All of the analysis functions of the system use my custom Verilog modules, and are very optimized. I'm also very happy that I was able to write an accurate, fast RGB to HSL converter which can be used by future generations of ECE5760 students. Altera and Terasic were instrumental in providing sample code for interfacing with the TV decoder, which I am very thankful for, as it doesn't look like something I could have accomplished myself without help.

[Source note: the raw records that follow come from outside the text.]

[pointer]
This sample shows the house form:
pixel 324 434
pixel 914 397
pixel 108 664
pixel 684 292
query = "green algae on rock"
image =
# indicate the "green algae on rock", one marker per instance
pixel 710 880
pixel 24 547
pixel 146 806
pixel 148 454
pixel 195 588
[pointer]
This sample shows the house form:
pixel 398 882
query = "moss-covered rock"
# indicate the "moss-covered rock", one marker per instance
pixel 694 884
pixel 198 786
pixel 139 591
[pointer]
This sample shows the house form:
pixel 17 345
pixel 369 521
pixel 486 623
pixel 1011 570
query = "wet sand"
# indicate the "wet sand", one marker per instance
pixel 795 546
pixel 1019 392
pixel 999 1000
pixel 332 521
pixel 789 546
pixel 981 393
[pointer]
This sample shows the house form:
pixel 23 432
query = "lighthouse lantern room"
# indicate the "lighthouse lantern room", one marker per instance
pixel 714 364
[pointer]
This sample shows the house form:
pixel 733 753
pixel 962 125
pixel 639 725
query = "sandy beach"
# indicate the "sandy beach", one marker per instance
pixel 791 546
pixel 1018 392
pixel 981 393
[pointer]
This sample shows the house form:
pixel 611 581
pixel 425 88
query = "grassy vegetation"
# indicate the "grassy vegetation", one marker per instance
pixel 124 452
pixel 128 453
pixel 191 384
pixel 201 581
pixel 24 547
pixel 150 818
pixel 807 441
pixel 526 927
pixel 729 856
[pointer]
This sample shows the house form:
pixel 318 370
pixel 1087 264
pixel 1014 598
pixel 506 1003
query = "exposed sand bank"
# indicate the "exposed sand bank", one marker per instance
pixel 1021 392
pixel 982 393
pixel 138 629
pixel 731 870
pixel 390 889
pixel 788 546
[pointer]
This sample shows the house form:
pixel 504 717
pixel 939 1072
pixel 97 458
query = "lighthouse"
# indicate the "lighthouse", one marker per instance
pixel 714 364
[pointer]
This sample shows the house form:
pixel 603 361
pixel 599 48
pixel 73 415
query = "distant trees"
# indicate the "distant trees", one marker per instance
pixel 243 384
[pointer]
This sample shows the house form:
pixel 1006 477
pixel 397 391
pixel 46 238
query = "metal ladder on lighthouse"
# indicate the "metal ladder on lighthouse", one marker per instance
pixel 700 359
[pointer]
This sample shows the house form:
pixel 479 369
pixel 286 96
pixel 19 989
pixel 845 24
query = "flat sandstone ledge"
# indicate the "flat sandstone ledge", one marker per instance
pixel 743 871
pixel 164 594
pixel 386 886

This was a fun challenge for me, and was a great way to finish off this course and my time at Cornell. This project used many skills I have learned throughout the semester, especially in the way of incremental design and verification. It is certainly a testament to this course that I was able to implement most of this project without major design bugs and that my integrations worked almost immediately each time. I hope this project can be of use to future ECE5760 students.
Appendices
Appendix A: Code Listings
Full Project- Full project code, based on Terasic DE2-115 TV example
MATLAB Simulator- Used to test algorithm and design space
PWM Driver- A simple PWM driver for the DE2-115, controlled by the onboard switches
RGB to HSL converter- The independent RGB to HSL converter used in this project in a Quartus/Modelsim Project for easy use by others
Floating/Fixed Point Conversion Program- A useful C program to convert from floating point to a specified fixed point representation, based on the specified number of decimal bits
Appendix B: External Hardware Schematics
The external circuit to drive the LED with an external power supply and PWM signal. Three of these were used, once for each component of the RGB LED
References
This is How Hue Camera’s Algorithm Works- Erwin Zwart's amazing writeup about color that made this project possible
Reconfigurable Hardware Acceleration of RGB to HSL Converter- The basis for my RGB to HSL converter
Acknowledgements
I would like to thank Dr. Bruce Land for being so supportive of me throughout this year, and especially in this course. Coming in as a simultaneous TA and student to ECE 5760 was rather intimidating, but somehow, with your help, I made it through without crashing and burning. For all the times I stopped by your office with one issue or another, you were always patient, calming, and I always walked out enlightened. Many thanks to the ECE 5760 class for bearing with me learning the concepts while also trying to help you. I hope I was a good resource to all of you, and somewhat helpful in lab.